Le budget de la sécu dérape, l’ONDAM se rétracte !

Paris, le mardi 1er octobre 2019 - Selon les prévisions établies en vue de la présentation du projet de loi de financement de la sécurité sociale (PLFSS), le déficit combiné du régime général de la sécurité sociale et du Fonds de solidarité vieillesse (FSV) s’établira à 5,1 milliards (Md€) en 2020 (vs 5,4 Md€ en 2019), retrouvant ainsi son niveau de 2017.

Si ce chiffre pourrait apparaitre encourageant à un œil non averti, rappelons qu’en 2018, la France avait connu pour la première fois depuis 2001 une sécurité sociale presque à l’équilibre (avec un déficit maintenu sous 1,2 M€ en y ajoutant le FSV).

Mais, « face à l’urgence économique et sociale, le gouvernement a adopté fin 2018 des mesures fortes pour répondre aux attentes des citoyens en matière de pouvoir d’achat et de justice sociale » rappelle le gouvernement. Autrement dit, il a sacrifié le dogme de la rigueur budgétaire sur l’autel de la paix sociale.

Si les prévisions envisagent donc un assouplissement du budget, ce ne sera pas en faveur des professionnels de santé et des structures dans lesquelles ils exercent. En effet, l’ONDAM (Objectif national de dépenses d’assurance maladie) est fixé à 2,3% en 2020 (2,4 % pour la ville et 2,1 % pour l’hôpital), ce qui « représente un effort de maîtrise de l’évolution des dépenses de plus de 4 Md€ ».
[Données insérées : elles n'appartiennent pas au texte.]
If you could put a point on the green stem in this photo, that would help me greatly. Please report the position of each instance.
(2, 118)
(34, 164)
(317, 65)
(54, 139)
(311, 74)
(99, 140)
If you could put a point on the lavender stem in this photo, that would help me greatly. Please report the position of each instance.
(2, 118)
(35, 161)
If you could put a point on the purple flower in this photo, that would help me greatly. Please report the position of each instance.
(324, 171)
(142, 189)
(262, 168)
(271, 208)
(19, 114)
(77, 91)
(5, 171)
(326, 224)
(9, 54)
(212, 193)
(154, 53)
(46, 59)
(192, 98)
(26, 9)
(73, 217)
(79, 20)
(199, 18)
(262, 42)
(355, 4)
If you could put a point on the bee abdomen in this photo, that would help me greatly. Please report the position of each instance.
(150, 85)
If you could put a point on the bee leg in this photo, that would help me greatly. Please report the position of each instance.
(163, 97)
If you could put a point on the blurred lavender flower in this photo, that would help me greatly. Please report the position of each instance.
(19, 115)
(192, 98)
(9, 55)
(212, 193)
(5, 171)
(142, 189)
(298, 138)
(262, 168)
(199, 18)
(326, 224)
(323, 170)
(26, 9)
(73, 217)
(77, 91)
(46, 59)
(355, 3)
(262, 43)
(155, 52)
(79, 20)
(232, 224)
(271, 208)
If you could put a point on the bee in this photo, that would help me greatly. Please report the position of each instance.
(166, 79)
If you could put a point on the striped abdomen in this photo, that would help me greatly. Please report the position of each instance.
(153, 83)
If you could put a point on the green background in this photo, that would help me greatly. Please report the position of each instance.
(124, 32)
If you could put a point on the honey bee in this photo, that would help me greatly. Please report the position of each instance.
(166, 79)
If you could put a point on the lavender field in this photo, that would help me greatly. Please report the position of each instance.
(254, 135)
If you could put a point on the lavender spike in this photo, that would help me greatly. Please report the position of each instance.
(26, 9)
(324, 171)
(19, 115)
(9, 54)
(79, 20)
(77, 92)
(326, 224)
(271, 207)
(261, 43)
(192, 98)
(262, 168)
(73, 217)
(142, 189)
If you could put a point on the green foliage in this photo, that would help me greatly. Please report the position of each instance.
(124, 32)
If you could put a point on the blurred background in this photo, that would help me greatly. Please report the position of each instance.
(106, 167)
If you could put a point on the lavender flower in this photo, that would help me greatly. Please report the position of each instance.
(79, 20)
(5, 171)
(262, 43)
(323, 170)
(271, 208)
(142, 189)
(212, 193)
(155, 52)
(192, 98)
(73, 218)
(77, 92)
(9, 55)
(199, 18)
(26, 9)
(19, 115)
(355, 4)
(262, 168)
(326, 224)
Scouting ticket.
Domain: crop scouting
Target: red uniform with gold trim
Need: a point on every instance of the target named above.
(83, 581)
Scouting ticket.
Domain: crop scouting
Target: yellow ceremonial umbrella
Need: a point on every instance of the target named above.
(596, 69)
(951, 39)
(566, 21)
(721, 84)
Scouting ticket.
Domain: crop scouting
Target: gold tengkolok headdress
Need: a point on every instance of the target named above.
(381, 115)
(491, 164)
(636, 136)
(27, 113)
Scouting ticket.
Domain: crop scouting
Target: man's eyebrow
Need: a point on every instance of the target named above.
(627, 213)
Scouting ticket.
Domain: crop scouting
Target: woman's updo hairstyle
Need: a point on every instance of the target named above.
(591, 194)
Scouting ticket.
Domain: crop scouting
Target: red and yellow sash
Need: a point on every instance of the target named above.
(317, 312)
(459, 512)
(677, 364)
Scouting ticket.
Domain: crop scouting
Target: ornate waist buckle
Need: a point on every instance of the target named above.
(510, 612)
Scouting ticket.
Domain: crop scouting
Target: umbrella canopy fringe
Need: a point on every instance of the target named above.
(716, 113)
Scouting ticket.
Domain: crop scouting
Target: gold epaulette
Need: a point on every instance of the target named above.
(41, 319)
Pour respecter ces objectifs, le gouvernement entend, en ville, « mettre à jour la nomenclature des actes médicaux et paramédicaux » et contraindre davantage les tarifs de l’imagerie et de la biologie.

A l’hôpital, c’est la « pertinence » qui devrait s’imposer comme le maître mot dans les années à venir.

Pertinence, j’écris ton nom

Ainsi, le gouvernement promet que « la mise en en place d’un compartiment de financement à la qualité pour les établissements de santé » va poursuivre sa montée en charge après un premier coup d’essai en 2019 (le financement programmé atteignait alors 200 M€).

« Les premiers paiements au suivi pour la prise en charge des patients atteints de pathologies chroniques (diabète et maladie rénale chronique), ont fait l’objet de travaux de co-construction avec les professionnels de santé et les patients qui permettront d’aboutir à leur lancement très prochainement » prévoient en cœur Agnès Buzyn et Gerald Darmanin.

Le PLFSS pour 2020 prévoit par ailleurs de rénover le contrat d’amélioration de la qualité et de l’efficience des soins (CAQES) signé entre les établissements de santé, l’Etat et l’assurance maladie afin de donner « plus de cohérence aux priorités fixées en matière de pertinence et d’efficience ».

La carotte et le bâton

Cette "rénovation" apportera « la possibilité aux établissements de récupérer une partie des économies générées ». Cependant, concernant les établissements dont les pratiques s’écartent significativement, en nombre ou en évolution, des moyennes régionales ou nationales, les ARS pourront après « une procédure spécifique et pour un volume d’actes déterminé déroger aux tarifs nationaux ».

L’attention des ARS devrait notamment concerner les prescriptions des antibiotiques et des biosimilaires.

Compenser les fermetures de petite maternité

Autre mesure qui concerne les hôpitaux, ce PLFSS va créer des modes de financement dérogatoires qui devraient permettre le développement des « hôpitaux de proximité ».

Ce PLFSS entend également revoir le financement des hôpitaux psychiatriques en instaurant « un financement commun pour l’ensemble des établissements publics comme privés, reposant sur une dotation populationnelle ainsi que des modalités de financement incitant à la qualité, à la réactivité et au développement de nouvelles activités, tout en valorisant la recherche ». Ce financement commun respectera les spécificités des deux secteurs concernés, promet-on….

Le PLFSS de la lutte contre les pénuries de médicaments

Alors que les Français sont de plus en plus confrontés aux pénuries de médicaments, le gouvernement introduit dans le PLFSS l’obligation, pour les industriels, de constituer un stock de sécurité de deux à quatre mois pour les médicaments d’intérêt thérapeutique majeur et l’obligation d’approvisionnement, aux frais de l’industriel, de solutions alternatives en cas de pénurie.

Ainsi, sur décision de l’ANSM (Agence nationale de sécurité du médicament) et en cas de pénurie, les industriels pourront être tenus de procéder à leurs frais à la mise sur le marché de toute alternative disponible pour garantir la continuité d’approvisionnement.

Plusieurs nouvelles situations passibles de sanctions sont également définies, notamment en cas de défaut de constitution d’un stock de sécurité et en cas d’absence d’information à l’ANSM de rupture ou de risque de rupture.

Par ailleurs, dans le cas d’une rupture, l’entreprise pourra être condamnée à une amende pour chaque jour de pénurie pouvant aller jusqu’à un maximum de 30% du chiffre d’affaires journalier moyen réalisé en France, dans la limite de 10% du chiffre d’affaires annuel ou un million d’euros.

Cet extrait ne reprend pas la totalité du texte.